Les nouvelles stations de dessalement d’eau de mer, inaugurées par le Président de la République, constituent une avancée décisive pour la gestion des ressources hydriques en Algérie. Avec une capacité globale de 1,5 million de m³ par jour pour les cinq usines, elles renforcent considérablement le parc national de dessalement, portant la production totale à plus de 3,7 millions de m³ par jour.

Stratégiquement réparties le long du littoral, ces infrastructures assureront l’approvisionnement en eau potable de millions de citoyens, tout en soutenant les secteurs industriel et agricole. Réalisées en un temps record de 26 mois, elles illustrent la maîtrise technique et la capacité logistique du pays à répondre efficacement aux enjeux hydriques.

Intégrant des technologies de pointe, ces stations sont conçues pour limiter leur impact environnemental en optimisant la consommation énergétique et en adoptant une gestion responsable des rejets de saumure. Cette situation place l’Algérie à l’avant-garde du dessalement en Afrique, lui permettant de dépasser ses voisins maghrébins et d’atteindre la deuxième position dans le monde arabe, juste derrière l’Arabie saoudite.

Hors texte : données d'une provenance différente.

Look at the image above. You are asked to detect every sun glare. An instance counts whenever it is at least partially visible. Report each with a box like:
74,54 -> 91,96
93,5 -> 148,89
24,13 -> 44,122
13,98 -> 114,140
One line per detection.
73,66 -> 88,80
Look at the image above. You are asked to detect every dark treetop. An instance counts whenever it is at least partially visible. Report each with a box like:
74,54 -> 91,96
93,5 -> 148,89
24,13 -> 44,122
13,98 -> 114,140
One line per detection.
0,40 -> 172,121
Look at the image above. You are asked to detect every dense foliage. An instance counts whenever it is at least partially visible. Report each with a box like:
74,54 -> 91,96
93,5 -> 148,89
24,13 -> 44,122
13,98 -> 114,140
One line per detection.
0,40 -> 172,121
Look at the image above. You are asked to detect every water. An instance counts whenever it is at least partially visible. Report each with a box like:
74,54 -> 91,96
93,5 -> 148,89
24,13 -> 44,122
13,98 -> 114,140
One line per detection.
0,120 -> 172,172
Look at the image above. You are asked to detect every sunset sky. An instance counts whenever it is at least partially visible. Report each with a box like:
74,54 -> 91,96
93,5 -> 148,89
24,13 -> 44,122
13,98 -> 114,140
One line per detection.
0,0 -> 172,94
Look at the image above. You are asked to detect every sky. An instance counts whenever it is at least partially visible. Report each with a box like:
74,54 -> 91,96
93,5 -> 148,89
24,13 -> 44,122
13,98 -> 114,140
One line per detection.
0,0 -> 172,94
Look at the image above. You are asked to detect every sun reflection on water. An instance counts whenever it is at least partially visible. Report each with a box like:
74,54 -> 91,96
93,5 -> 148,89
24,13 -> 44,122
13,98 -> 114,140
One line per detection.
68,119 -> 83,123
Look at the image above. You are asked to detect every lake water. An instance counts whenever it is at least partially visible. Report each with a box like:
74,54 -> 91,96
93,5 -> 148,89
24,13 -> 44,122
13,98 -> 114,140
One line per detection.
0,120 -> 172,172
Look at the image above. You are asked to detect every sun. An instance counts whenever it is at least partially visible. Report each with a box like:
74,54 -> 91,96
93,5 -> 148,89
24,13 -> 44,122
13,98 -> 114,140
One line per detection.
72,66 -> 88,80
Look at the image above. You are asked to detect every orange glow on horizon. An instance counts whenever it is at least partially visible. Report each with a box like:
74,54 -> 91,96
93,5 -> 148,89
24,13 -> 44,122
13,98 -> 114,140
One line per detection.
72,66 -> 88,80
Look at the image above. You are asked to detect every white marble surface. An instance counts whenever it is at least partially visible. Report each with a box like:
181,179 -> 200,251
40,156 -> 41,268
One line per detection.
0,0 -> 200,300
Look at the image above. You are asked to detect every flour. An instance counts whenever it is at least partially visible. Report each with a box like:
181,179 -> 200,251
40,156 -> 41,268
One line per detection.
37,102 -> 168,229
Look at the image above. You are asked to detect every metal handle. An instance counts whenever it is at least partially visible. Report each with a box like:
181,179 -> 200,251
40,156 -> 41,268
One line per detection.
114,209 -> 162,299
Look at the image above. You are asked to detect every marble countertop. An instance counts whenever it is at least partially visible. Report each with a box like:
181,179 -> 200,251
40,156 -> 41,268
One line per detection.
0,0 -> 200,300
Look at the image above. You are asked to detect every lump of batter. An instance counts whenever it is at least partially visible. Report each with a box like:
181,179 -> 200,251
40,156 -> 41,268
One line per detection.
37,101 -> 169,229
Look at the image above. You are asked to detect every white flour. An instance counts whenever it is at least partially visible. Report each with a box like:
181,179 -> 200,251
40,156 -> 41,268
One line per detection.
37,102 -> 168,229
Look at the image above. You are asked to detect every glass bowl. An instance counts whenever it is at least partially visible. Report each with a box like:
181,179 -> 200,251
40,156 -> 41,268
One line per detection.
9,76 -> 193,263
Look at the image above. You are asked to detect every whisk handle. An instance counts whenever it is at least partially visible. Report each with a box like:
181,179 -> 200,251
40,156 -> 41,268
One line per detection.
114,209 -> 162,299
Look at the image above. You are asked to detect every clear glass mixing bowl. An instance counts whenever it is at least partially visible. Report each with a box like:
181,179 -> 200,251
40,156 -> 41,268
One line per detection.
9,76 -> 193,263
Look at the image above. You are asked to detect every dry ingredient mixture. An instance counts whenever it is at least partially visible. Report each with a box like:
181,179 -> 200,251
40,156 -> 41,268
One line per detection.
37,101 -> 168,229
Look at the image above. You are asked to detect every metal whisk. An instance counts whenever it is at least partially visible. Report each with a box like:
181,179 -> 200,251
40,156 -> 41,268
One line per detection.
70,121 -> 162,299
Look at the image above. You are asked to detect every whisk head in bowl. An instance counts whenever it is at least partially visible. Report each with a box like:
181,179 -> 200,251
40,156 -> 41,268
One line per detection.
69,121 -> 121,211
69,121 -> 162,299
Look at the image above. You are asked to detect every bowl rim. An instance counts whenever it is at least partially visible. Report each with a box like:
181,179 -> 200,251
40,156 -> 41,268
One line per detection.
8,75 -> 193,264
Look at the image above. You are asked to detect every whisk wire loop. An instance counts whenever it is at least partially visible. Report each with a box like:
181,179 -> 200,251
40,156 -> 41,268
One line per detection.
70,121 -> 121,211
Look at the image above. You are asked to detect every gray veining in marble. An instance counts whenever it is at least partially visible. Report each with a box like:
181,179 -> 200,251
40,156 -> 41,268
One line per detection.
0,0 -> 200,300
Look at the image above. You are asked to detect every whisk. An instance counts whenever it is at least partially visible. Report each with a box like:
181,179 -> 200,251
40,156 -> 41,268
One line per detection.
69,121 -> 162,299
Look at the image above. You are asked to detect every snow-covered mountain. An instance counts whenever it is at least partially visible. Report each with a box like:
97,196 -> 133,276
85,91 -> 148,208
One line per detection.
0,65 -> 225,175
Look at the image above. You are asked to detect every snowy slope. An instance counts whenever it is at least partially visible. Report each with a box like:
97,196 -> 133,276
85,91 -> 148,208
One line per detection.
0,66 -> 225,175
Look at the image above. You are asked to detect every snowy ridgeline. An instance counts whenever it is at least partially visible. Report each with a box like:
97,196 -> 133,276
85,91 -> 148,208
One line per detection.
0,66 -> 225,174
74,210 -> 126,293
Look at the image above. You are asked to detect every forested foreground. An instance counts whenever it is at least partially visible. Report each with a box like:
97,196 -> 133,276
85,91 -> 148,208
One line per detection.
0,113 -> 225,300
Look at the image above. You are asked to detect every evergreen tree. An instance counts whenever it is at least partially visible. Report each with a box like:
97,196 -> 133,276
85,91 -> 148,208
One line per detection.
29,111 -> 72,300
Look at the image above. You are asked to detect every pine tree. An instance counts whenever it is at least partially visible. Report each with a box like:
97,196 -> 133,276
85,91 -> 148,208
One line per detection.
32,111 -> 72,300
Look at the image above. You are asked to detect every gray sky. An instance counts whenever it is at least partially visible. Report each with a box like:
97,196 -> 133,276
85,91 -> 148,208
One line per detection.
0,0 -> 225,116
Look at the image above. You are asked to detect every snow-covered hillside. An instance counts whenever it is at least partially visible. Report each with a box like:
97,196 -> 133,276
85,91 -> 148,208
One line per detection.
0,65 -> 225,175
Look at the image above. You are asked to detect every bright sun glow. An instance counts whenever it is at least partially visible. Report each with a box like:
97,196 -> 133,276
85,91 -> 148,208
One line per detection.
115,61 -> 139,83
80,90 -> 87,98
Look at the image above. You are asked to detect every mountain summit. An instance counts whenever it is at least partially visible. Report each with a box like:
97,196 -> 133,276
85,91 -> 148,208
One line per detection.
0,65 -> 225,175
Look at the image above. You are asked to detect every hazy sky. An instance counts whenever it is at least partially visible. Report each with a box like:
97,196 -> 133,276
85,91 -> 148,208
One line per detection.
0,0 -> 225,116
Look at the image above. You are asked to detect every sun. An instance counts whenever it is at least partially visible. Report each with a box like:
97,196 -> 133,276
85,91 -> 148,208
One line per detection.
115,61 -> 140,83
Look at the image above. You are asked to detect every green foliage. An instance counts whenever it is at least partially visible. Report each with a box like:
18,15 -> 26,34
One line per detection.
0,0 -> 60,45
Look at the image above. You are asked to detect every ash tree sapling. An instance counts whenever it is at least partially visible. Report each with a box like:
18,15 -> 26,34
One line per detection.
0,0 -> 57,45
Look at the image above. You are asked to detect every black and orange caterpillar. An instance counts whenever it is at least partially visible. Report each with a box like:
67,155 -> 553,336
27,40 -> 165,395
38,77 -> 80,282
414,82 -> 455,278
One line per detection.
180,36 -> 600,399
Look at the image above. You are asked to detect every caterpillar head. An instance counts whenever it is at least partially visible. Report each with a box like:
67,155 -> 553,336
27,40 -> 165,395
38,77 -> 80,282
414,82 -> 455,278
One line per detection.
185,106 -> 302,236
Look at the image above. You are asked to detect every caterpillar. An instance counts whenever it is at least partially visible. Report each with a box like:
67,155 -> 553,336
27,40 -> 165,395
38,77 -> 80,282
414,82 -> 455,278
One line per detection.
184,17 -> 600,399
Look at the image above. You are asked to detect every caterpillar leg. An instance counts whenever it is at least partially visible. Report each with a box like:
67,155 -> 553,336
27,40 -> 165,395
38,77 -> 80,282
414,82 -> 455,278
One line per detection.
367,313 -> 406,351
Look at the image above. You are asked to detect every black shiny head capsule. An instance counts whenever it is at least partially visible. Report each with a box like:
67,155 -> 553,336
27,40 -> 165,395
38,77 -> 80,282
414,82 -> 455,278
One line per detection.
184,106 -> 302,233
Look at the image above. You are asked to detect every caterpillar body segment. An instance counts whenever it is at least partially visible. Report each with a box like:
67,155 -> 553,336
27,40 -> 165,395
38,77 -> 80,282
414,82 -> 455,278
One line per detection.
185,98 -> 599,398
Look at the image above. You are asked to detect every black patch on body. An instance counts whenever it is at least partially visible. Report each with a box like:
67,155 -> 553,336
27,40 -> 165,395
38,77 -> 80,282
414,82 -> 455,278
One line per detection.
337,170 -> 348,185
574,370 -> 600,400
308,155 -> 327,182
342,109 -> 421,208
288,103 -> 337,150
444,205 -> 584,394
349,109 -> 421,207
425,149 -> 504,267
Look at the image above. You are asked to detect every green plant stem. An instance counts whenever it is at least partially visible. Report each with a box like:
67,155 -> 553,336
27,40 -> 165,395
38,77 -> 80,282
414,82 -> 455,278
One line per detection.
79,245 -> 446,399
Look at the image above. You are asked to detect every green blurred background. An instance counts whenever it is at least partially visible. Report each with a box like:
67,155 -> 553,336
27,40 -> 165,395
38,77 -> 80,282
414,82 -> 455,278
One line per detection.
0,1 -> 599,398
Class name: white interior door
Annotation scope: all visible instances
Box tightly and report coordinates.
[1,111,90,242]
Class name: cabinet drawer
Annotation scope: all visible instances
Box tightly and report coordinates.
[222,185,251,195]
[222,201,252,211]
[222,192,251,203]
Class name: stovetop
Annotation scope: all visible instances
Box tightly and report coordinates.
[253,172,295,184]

Un exploit technologique et stratégique qui reflète une vision ambitieuse et durable visant à assurer la sécurité hydrique du pays face aux défis climatiques croissants et aux risques de pénurie d’eau. Avec les nouvelles stations de Cap Blanc-Oran, Fouka 2-Tipaza, Cap Djinet-Boumerdès, Tighremt-Béjaïa et Koudiet Eddraouche-El Tarf, l’Algérie renforce considérablement sa capacité à répondre aux besoins croissants en eau, notamment dans les régions côtières où la pression démographique et le développement économique sont les plus marqués.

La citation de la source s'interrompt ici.